Warning sign

Glasgow haulier John G Russell (Transport) has warned the distribution sector of a “difficult” 12 months ahead as costs keep rising while rates and profit margins continue to stagnate.

Alan Poulton, chief executive, logistics at the group, told MT the firm was finding it increasingly difficult to squeeze further efficiencies out of its operation and said that, in terms of rates: “We are not getting, and have not got for some time now, an increase that reflects the quality and level of service that we offer or the increase in costs we have to swallow.”
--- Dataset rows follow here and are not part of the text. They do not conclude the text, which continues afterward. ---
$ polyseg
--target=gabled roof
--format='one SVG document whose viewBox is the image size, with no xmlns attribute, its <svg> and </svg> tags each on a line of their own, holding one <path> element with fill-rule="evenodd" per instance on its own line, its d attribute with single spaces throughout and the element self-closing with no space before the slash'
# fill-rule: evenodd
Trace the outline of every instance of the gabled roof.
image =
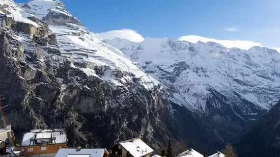
<svg viewBox="0 0 280 157">
<path fill-rule="evenodd" d="M 213 154 L 212 156 L 209 156 L 208 157 L 225 157 L 225 156 L 220 151 L 218 151 L 216 153 Z"/>
<path fill-rule="evenodd" d="M 135 138 L 119 142 L 123 148 L 134 157 L 140 157 L 150 154 L 154 150 L 139 138 Z"/>
<path fill-rule="evenodd" d="M 55 140 L 52 140 L 54 138 Z M 50 139 L 51 144 L 66 143 L 68 140 L 66 137 L 66 132 L 63 129 L 54 129 L 54 130 L 40 130 L 36 129 L 31 130 L 30 132 L 26 133 L 23 136 L 22 146 L 29 146 L 31 145 L 36 145 L 35 142 L 30 143 L 30 139 L 35 140 L 40 139 Z"/>
<path fill-rule="evenodd" d="M 186 151 L 180 153 L 179 156 L 181 157 L 203 157 L 202 154 L 192 148 L 190 148 Z"/>
<path fill-rule="evenodd" d="M 82 148 L 79 151 L 75 148 L 60 148 L 55 157 L 103 157 L 106 151 L 105 148 Z"/>
</svg>

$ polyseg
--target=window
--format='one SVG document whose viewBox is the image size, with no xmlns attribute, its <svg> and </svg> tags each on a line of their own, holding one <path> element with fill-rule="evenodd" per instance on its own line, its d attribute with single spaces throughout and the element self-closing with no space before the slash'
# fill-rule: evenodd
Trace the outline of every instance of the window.
<svg viewBox="0 0 280 157">
<path fill-rule="evenodd" d="M 47 150 L 47 147 L 41 147 L 41 151 L 46 151 L 46 150 Z"/>
</svg>

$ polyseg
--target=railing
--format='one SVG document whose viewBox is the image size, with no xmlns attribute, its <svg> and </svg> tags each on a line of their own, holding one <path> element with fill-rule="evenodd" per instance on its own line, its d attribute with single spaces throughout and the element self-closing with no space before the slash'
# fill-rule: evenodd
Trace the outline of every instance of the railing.
<svg viewBox="0 0 280 157">
<path fill-rule="evenodd" d="M 0 157 L 16 157 L 16 156 L 15 156 L 14 155 L 12 155 L 11 154 L 8 154 L 8 155 L 2 155 L 2 156 L 0 155 Z"/>
</svg>

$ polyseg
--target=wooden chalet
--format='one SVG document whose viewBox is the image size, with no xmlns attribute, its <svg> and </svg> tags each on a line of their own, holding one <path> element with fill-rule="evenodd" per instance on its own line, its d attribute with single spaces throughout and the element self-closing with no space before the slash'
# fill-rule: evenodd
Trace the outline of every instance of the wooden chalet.
<svg viewBox="0 0 280 157">
<path fill-rule="evenodd" d="M 128 152 L 133 157 L 150 157 L 154 150 L 137 137 L 118 143 L 112 149 L 111 156 L 126 157 Z"/>
<path fill-rule="evenodd" d="M 192 148 L 189 148 L 187 150 L 181 153 L 177 156 L 179 157 L 203 157 L 203 156 L 199 153 L 196 151 Z"/>
<path fill-rule="evenodd" d="M 54 157 L 62 148 L 66 148 L 68 139 L 63 129 L 32 130 L 23 136 L 21 146 L 24 157 Z"/>
<path fill-rule="evenodd" d="M 15 144 L 15 136 L 11 125 L 0 129 L 0 155 L 6 155 L 7 146 Z"/>
<path fill-rule="evenodd" d="M 225 156 L 224 155 L 223 153 L 221 153 L 221 152 L 218 151 L 216 153 L 209 156 L 208 157 L 225 157 Z"/>
<path fill-rule="evenodd" d="M 106 148 L 75 148 L 60 149 L 55 157 L 109 157 L 109 153 Z"/>
</svg>

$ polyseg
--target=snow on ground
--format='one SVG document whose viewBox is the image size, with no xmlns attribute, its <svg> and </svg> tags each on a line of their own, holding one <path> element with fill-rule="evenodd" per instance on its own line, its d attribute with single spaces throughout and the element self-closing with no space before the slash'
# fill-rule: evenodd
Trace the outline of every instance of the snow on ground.
<svg viewBox="0 0 280 157">
<path fill-rule="evenodd" d="M 178 104 L 185 102 L 205 111 L 210 89 L 231 98 L 237 105 L 240 104 L 235 93 L 265 109 L 280 99 L 280 54 L 273 49 L 227 49 L 211 42 L 193 44 L 168 38 L 104 42 L 175 90 L 170 100 Z M 180 65 L 182 63 L 186 64 Z"/>
<path fill-rule="evenodd" d="M 66 9 L 63 5 L 58 5 L 61 2 L 59 0 L 34 0 L 29 1 L 25 5 L 26 7 L 25 11 L 34 15 L 37 17 L 42 19 L 50 12 L 72 16 L 69 11 Z M 23 6 L 23 5 L 22 5 Z M 26 8 L 26 7 L 25 7 Z"/>
<path fill-rule="evenodd" d="M 50 25 L 53 32 L 57 34 L 58 45 L 67 52 L 63 52 L 69 55 L 68 52 L 73 54 L 74 63 L 89 62 L 97 67 L 108 67 L 103 76 L 98 76 L 94 70 L 90 68 L 80 68 L 88 76 L 93 76 L 111 83 L 115 86 L 123 86 L 127 81 L 133 81 L 133 78 L 140 79 L 139 83 L 145 88 L 151 89 L 158 84 L 157 82 L 146 75 L 131 61 L 124 57 L 122 52 L 102 42 L 95 39 L 92 33 L 84 28 L 75 24 L 67 24 L 64 26 Z M 76 34 L 80 34 L 77 36 Z M 129 74 L 133 77 L 119 79 L 114 76 L 117 70 Z"/>
<path fill-rule="evenodd" d="M 105 149 L 91 149 L 81 148 L 79 151 L 76 148 L 60 148 L 55 157 L 103 157 L 105 151 Z M 73 155 L 70 156 L 69 155 Z M 83 156 L 82 155 L 88 155 L 87 156 Z"/>
<path fill-rule="evenodd" d="M 37 27 L 40 27 L 39 25 L 28 19 L 27 16 L 27 16 L 27 15 L 25 14 L 23 15 L 22 10 L 14 2 L 13 0 L 1 0 L 0 1 L 0 5 L 3 6 L 4 9 L 11 13 L 7 14 L 7 16 L 13 17 L 15 21 L 30 24 Z M 2 12 L 2 14 L 3 13 L 2 11 L 1 11 L 1 12 Z M 1 12 L 0 12 L 0 14 Z"/>
<path fill-rule="evenodd" d="M 180 157 L 203 157 L 202 154 L 192 148 L 180 153 L 178 156 Z"/>
<path fill-rule="evenodd" d="M 119 144 L 134 157 L 144 156 L 154 151 L 140 138 L 133 139 L 132 142 L 131 140 L 121 142 Z"/>
</svg>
Insurance costs, business rates, property overheads and vehicle expenses were all rising fast, said Poulton, and while the firm had made and continues to make every effort to increase efficiency and cut costs, it had already taken all the low-hanging fruit. “It’s getting more and more difficult to squeeze further efficiencies out of the business and our prices are not rising,” he said.

Higher costs and stagnant rates largely explain the discrepancy between the firm’s turnover and profit in the year to 31 March 2012, said Poulton. Despite raising group turnover by 11% in the year to £58.8m (2011: £53m), profit before tax fell 16% to £1.64m (2011: £1.95m).

Turnover was boosted by a number of developments in the business, he said, which included a new e-fulfilment operation at the Glasgow depot; a new national distribution service for packaging; the opening of an ATF in Glasgow; an increase in the group’s bonded warehouse capacity; and an expansion of its international operations. The group’s core logistics operations, however, remain the main driver of growth.

Looking ahead, Poulton warned the current year would be a hard one. “We’re not expecting it to be any different to 2012,” he said. “I would hope our turnover would be at least that of last year but it’s hard to say – we don’t see any light at the end of the tunnel.”